Kisuna,a language with six segmental phonemes: preliminary sketch
|From:||Tom Wier <artabanos@...>|
|Date:||Wednesday, May 24, 2000, 0:57|
Roger Mills wrote:
> >that Japanese has two words pronounced "kansai", one "kankai", and FOUR
> >"kansui". In addition, Japanese has a "nansai" and three "sansai". If
> >Japanese can get by with this degree of packing in the same arbitrarily
> >picked area of "phonology space", perhaps Kisuna isn't as unnatural as it
> seems at first.>
> As Nik pointed out, you might use accent to distinguish pairs.....

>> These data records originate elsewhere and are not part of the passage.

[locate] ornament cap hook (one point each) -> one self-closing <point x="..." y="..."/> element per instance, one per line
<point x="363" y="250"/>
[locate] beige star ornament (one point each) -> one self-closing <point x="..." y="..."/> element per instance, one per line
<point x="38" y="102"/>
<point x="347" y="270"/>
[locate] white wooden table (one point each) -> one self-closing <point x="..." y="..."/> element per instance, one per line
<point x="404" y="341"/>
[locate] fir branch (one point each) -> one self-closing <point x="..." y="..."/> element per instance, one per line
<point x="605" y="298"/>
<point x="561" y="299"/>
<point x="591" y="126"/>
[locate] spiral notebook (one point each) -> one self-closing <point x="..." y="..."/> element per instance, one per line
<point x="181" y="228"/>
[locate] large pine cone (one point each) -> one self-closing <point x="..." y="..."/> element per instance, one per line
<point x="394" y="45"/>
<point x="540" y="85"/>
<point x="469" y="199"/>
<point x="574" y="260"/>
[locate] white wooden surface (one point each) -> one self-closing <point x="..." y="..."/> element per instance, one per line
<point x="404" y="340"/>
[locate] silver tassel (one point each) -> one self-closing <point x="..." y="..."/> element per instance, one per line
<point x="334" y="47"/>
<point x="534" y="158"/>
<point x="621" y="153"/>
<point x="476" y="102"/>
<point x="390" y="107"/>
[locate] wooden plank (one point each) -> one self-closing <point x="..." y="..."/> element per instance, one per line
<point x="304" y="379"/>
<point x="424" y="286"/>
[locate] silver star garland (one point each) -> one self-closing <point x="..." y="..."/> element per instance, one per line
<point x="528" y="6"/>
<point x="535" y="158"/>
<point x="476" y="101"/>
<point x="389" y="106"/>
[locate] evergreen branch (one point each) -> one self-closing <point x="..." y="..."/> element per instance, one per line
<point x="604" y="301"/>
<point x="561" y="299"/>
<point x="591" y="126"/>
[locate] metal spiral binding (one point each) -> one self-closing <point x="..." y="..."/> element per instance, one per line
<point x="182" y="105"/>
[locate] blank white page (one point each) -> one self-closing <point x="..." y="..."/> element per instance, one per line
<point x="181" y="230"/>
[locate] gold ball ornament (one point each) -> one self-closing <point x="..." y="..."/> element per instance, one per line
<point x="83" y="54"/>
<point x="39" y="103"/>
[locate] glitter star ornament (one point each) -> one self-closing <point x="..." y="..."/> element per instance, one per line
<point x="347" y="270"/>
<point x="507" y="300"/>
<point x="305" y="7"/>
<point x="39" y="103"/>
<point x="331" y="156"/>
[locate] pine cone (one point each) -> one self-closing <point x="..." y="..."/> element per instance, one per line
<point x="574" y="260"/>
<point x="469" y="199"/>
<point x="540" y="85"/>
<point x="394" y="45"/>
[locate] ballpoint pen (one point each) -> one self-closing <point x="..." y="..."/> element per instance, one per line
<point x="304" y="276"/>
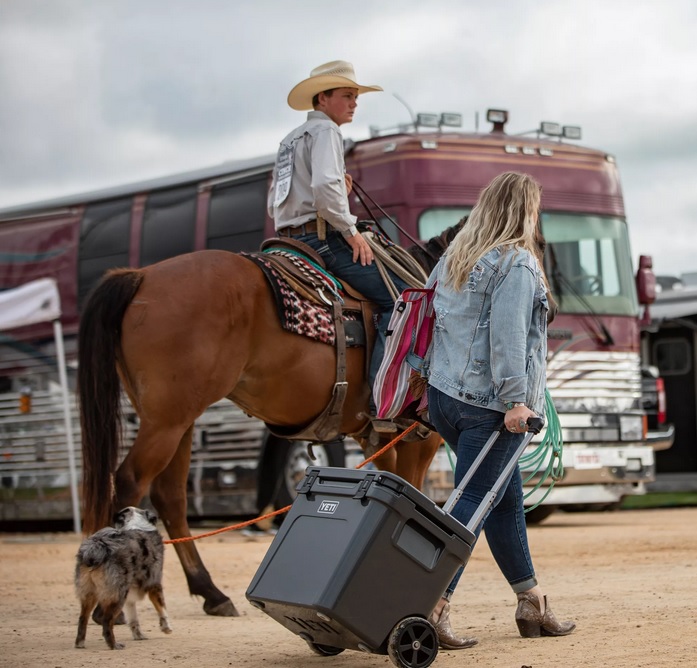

You could probably get more bang for your buck by using tonal variants
rather than pitch accents. Tones allow for greater segmental variation,
depending on how complex you allow it to become. (Most tonal languages
have just two tones -- high and low -- but that's by no means the only
> >Another difference between Kisuna and English is that long words aren't
> analyzable into components as their English equivalents often are.
> English Kisuna
> tele-vis-ion kaninus> etc........
A certain amount of derivational morphology is, typologically speaking,
well nigh necessary. Since all human societies have always felt the need
to categorize the phenomena of the world around them, this often shows up
in the structure of their discourse. Exactly to what extent they (and by
extension any conlangers proposing to model human societies) do that is
of course variable, but that they do it is quite certain.
(I am of course assuming that this language is to be used in a human society;
if not, then the above might not apply. But if it didn't apply, it would have
to be in a thoroughly Daoist society which sees no virtually distinctions or
abstractions in nature at all!)
Tom Wier <artabanos@...>
"Cogito ergo sum, sed credo ergo ero."